Use a fairly wide angle lens. Looking through the 50 millimeter lens gives the same
image as the eye sees. Later, all you need to make a "telephoto" is to crop the wide
angle picture. Just blow the picture up larger and then cut the sides and top. Most
pictures can look better if they are cropped. To see what the picture looks like before you
do the actual cutting, place the photo on a table and place pieces of paper over the edges
then adjust the papers until the picture looks best. Try to crop out things that don't belong
in the picture such as a hand, bright rocks that the strobe picked up (you should try to
avoid bright subjects in the foreground. Most contest photographers have to crop the
original negative to some extent to get the final "best" picture. If you take a telephoto,
you can not "uncrop" and add things back into the picture. A thirty-five millimeter lens or
a zoom lens set at 35 is a good choice. If your back is against the wall and you can't get
farther away to get everything into the picture, the wide angle is the solution.

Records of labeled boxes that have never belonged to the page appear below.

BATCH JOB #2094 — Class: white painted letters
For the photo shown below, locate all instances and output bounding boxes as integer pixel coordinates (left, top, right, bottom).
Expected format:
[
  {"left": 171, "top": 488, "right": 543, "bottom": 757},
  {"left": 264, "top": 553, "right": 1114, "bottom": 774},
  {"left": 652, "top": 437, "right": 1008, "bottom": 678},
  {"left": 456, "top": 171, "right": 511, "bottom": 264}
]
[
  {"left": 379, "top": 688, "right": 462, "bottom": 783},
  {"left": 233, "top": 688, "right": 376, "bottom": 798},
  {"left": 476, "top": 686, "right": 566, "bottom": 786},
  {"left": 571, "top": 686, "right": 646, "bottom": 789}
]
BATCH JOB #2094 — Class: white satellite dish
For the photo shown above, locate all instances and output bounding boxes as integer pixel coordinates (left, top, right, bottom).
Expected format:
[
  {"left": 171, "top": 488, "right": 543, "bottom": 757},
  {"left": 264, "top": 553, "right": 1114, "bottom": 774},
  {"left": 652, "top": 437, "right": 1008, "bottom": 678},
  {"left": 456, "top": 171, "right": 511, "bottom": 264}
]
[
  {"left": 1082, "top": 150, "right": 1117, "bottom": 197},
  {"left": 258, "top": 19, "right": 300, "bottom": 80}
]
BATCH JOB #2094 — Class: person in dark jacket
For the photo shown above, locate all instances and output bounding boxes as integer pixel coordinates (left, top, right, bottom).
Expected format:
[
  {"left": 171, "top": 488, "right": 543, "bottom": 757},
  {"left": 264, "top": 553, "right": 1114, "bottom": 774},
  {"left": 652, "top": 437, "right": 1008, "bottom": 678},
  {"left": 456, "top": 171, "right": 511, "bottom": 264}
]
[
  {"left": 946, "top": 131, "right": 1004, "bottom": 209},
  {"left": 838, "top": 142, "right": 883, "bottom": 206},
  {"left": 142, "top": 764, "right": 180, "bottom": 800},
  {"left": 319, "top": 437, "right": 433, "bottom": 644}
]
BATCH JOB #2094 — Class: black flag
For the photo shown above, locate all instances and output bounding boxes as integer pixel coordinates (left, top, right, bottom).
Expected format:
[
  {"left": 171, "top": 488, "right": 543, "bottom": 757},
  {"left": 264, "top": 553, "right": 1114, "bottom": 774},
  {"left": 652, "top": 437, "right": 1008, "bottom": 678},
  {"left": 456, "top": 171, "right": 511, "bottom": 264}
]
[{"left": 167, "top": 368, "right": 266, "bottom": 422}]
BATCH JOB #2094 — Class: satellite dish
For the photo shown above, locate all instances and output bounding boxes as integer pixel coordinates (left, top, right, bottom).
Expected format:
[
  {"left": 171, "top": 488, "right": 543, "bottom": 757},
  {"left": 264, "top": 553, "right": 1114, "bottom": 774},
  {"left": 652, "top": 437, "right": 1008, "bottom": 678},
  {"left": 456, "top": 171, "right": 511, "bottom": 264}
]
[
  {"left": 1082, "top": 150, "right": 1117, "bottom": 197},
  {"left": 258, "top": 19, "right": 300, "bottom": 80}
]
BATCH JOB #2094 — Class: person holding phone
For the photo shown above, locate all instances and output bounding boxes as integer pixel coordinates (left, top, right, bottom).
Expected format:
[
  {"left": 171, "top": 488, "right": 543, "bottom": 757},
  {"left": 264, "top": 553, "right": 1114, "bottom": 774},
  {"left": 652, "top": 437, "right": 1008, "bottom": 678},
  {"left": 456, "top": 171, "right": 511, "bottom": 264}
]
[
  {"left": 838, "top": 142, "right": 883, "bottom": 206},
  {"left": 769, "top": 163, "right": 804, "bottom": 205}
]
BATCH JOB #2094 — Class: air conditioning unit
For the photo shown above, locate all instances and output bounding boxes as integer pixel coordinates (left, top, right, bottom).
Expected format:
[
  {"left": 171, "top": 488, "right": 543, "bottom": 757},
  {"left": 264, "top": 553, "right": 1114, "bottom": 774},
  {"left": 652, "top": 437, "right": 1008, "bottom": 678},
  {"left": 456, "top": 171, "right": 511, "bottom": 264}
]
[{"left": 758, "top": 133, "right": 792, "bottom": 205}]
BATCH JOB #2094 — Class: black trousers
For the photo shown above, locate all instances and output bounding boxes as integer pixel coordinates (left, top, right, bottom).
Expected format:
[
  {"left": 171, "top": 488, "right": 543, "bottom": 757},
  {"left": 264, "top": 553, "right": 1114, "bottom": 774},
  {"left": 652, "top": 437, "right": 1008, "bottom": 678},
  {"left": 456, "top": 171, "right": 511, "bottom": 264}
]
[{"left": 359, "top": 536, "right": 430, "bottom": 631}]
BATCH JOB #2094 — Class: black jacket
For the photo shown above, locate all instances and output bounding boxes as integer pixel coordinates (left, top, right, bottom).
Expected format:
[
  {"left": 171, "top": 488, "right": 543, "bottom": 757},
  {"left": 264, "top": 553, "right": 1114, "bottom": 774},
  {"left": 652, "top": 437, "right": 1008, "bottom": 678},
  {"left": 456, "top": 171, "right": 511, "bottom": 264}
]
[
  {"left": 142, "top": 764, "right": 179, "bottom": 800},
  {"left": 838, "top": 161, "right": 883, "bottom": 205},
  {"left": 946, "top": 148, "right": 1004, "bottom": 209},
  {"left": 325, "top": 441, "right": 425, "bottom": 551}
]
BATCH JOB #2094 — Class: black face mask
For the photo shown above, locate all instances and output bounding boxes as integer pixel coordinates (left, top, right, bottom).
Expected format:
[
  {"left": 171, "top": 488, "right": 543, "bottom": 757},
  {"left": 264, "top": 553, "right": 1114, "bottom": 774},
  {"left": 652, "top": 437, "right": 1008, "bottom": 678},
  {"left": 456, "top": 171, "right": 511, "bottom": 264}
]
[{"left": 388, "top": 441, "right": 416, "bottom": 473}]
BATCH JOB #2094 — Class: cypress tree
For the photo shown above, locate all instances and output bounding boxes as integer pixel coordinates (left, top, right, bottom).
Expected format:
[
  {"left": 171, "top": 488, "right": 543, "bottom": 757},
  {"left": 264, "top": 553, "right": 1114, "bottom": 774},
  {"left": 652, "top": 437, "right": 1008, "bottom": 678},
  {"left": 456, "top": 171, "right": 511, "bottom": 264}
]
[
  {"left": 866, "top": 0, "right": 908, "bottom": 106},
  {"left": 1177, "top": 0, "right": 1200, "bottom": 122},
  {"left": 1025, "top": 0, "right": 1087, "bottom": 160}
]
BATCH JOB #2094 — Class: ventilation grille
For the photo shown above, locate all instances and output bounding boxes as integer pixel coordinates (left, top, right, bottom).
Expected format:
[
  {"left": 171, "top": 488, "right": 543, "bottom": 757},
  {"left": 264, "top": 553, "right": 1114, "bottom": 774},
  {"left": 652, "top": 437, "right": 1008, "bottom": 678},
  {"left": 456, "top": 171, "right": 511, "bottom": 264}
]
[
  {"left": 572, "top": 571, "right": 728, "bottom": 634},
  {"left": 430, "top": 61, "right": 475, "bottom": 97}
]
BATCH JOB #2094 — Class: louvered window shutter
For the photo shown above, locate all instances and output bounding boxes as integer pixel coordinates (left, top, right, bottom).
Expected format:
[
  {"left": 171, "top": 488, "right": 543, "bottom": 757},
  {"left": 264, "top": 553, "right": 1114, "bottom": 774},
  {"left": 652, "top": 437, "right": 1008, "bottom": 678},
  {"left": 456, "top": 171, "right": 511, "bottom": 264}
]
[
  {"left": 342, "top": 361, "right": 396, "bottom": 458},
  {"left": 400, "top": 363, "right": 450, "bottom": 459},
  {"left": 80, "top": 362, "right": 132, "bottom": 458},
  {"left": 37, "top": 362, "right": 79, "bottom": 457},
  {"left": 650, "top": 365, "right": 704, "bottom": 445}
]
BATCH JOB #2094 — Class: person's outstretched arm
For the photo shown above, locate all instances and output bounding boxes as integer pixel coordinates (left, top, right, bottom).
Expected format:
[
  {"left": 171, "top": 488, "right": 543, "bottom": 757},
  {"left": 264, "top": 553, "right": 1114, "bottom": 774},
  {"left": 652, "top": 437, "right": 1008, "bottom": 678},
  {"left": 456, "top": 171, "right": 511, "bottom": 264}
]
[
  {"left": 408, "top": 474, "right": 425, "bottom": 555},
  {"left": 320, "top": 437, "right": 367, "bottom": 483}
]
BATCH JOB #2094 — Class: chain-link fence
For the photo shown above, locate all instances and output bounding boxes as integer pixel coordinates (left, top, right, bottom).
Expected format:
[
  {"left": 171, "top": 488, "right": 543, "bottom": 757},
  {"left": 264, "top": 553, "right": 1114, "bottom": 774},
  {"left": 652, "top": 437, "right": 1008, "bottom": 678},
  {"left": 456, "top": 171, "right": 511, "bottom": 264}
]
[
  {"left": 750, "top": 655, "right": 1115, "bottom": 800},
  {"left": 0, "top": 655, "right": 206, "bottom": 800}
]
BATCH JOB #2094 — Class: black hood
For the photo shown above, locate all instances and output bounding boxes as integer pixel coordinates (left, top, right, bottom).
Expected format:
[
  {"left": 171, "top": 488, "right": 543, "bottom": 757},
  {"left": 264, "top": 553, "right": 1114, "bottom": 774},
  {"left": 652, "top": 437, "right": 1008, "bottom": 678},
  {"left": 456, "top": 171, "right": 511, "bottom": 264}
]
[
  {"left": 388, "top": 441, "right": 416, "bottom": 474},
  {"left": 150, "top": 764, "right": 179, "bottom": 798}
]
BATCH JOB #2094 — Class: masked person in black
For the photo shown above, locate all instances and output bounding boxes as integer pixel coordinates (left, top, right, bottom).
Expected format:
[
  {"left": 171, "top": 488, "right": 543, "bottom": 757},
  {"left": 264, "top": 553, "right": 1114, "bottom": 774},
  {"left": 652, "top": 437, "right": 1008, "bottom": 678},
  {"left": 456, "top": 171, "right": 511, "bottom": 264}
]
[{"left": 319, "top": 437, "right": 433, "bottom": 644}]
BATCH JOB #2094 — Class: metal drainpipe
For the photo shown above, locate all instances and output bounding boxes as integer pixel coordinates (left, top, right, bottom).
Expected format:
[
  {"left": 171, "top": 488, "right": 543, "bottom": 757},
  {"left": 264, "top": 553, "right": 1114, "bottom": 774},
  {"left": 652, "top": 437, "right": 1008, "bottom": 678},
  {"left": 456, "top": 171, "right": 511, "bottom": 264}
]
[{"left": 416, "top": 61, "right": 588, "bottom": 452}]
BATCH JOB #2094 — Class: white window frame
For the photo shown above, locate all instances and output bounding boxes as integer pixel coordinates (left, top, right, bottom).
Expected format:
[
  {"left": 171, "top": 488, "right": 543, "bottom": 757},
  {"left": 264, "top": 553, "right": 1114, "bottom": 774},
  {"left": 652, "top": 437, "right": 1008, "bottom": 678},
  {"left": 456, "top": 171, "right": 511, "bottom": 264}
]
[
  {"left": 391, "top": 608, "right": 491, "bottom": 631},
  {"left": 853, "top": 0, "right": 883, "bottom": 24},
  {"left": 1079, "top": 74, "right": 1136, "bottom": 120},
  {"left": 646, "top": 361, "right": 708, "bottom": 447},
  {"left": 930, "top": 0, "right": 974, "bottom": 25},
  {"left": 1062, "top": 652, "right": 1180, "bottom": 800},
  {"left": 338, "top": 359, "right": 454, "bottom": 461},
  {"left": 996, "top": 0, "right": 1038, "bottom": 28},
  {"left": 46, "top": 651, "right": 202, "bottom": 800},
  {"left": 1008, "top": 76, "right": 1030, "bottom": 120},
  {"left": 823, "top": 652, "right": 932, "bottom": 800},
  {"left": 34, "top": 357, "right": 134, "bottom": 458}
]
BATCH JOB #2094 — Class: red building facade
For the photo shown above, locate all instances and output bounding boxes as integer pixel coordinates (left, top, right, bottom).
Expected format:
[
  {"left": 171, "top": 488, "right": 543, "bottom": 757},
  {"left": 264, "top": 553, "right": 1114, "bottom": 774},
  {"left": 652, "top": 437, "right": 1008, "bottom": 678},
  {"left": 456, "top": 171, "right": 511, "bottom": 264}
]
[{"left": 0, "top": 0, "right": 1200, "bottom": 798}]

Flash bulbs: Avoid clear flash bulbs as they are set up for indoor film. Indoor film is
more sensitive to blue and puts the blue back into skin tones. Outdoor film with clear
bulbs will make faces "ruddy", better to use blue flash and outdoor film. ASA 400 high
sensitivity films are great for circus and clown pictures as they tend to exaggerate colors,
but these exaggerated colors are not flattering to the human face. Better to stick to the
less sensitive films that are in the ASA 100 range. When you show your pictures to those
that you took, they are not going to like the ruddiness of their faces that the hot films
produce. The color labs that develop the film can correct for color balance, but they have
no way of correcting too much color.